Close on the heels of the Shriram Transport Finance Company’s non-convertible debenture (NCD) issue comes yet another NCD offering, this time from Larsen & Toubro Finance (L&T Finance).

L&T Finance plans to raise Rs 500 crore through its NCD issue with an option to retain another Rs 500 crore in case of over-subscription. The issue, which opened on August 18, closes on September 4.

L&T Finance, which is a subsidiary of L&T, is in the business of providing finance for the purchase of commercial vehicles, tractors and construction equipment. It plans to use the money raised from the NCD issue to expand its business. The issue is rated AA+ by CARE and LAA+ by ICRA. This means that the credit risk is low.

“It’s not a bad option for someone who wants a fixed income for the next five to 10 years. L&T is a company that one can absolutely trust and it’s also a debenture issue, which means the debt is securitised against certain assets,” says Kartik Jhaveri, director, Transcend Consulting India.

L&T Finance though is offering a lower interest rate on its NCDs compared to the 11 per cent to 11.5 per cent interest offered by Shriram Transport Finance on its five-year NCDs. “But then the rate depends on the company and its credit rating,” says Jhaveri.

Investors can choose from four options under the L&T Finance NCD issue. The minimum investment is Rs 10,000 and each NCD has a face value of Rs 1,000.

Now, if you want to invest your money for five years, you could consider Option I or II. Option I offers an interest rate of 9.51 per cent per annum. The interest is paid out quarterly so the effective yield is 9.85 per cent.

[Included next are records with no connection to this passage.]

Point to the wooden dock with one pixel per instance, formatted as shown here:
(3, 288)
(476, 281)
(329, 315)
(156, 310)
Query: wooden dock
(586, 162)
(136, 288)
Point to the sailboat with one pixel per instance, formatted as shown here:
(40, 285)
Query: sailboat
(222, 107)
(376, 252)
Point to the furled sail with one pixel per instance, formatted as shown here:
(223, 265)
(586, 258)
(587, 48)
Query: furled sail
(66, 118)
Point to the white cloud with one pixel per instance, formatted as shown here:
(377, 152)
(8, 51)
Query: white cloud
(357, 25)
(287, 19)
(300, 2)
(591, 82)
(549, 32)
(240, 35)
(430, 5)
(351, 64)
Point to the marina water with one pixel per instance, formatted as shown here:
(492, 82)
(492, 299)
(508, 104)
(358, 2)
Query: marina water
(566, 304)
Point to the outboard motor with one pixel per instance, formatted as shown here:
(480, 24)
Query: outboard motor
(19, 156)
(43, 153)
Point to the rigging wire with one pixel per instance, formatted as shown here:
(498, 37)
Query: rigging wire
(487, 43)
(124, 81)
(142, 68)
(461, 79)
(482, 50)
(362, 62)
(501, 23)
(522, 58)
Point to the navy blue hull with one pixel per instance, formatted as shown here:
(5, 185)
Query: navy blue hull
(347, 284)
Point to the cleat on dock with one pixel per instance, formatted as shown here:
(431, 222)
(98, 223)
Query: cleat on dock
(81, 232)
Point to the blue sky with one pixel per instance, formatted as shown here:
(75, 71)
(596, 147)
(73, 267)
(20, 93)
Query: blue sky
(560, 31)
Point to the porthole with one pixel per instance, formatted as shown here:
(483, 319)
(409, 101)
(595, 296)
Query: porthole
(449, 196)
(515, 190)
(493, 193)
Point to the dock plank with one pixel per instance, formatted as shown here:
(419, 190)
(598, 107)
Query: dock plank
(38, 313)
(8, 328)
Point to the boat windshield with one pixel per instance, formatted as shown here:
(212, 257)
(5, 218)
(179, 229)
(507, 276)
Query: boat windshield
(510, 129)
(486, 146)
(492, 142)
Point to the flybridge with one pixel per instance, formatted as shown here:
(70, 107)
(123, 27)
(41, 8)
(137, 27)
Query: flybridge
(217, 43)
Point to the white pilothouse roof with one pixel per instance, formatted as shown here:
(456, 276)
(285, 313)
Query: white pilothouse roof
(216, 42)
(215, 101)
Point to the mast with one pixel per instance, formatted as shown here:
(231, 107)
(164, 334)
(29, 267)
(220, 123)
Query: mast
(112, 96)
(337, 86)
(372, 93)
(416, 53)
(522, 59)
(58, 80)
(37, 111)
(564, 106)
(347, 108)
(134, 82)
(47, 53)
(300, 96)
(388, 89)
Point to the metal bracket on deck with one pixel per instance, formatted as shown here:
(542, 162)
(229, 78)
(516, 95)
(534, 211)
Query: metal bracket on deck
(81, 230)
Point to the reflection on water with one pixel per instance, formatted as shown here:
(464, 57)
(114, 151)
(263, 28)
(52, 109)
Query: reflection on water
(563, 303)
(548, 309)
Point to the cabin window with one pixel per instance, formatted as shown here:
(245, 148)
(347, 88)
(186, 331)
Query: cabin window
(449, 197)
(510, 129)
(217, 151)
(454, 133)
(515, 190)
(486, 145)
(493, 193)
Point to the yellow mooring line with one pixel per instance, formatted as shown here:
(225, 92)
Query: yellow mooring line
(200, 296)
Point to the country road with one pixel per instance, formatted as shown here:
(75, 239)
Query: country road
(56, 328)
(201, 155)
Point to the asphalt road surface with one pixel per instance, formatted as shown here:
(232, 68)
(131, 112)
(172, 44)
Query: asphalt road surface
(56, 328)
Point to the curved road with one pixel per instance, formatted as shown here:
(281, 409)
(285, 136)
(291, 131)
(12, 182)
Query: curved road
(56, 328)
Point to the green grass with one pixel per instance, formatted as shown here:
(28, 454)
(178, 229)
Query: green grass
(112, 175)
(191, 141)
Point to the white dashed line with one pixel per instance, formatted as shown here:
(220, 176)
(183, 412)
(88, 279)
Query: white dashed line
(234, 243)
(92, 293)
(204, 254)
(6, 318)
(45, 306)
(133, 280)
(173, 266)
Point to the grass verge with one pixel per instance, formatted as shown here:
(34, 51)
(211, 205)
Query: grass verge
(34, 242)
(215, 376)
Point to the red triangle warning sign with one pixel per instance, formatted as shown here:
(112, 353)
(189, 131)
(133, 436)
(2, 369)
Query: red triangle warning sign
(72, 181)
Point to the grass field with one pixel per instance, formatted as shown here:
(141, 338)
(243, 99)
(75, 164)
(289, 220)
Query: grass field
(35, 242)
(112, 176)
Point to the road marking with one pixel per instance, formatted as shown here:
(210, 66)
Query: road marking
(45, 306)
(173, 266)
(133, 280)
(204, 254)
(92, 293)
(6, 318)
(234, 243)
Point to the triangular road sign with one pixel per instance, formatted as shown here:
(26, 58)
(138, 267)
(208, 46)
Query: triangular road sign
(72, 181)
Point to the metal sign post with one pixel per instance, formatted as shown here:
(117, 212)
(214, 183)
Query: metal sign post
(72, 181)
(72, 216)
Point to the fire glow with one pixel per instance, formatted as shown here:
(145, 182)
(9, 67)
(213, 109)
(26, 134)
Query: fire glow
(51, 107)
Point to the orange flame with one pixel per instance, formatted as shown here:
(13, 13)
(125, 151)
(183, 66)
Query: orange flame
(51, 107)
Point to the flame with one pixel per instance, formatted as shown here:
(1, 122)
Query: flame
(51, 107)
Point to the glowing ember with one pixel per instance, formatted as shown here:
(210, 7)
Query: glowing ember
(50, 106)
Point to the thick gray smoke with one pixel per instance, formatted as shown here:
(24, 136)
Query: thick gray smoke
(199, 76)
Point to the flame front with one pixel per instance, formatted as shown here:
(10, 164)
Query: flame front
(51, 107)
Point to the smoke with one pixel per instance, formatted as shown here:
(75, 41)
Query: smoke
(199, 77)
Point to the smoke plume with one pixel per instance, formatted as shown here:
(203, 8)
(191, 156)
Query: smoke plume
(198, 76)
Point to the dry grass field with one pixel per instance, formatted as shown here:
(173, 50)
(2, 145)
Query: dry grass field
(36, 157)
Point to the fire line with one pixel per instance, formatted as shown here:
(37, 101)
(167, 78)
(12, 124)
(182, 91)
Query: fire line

Option II is also a five-year NCD with an interest rate of 9.62 per cent. Here, the interest is paid out half-yearly so the effective yield is again 9.85 per cent.

If you don’t need a regular income and are willing to invest your money for 88 months or seven years four months, consider Option III. This cumulative NCD carries an interest rate of 9.95 per cent per annum, which is compounded annually. The principal and interest is paid on redemption. In other words, the payout on each Rs 1,000 face value NCD will be Rs 2,005 on redemption.

The post office’s Kisan Vikas Patra scheme doubles your money in eight years seven months.

Option IV meanwhile is a 10-year NCD with an interest rate of 10.24 per cent per annum. The interest is paid our half-yearly and the effective yield is 10.5 per cent.

Interest earned on NCDs is typically added to an investor’s income and the tax is levied at the applicable rate. But no tax is deducted at source.

Here’s a thought though. Would you get a higher return in the long term if you invested in a blue-chip stock like the parent, L&T, instead of investing in the L&T Finance NCD? Says Jhaveri: “That’s a trade-off investors have to take between risk and safety. If someone is a conservative investor and wants safety, the NCD would be attractive.”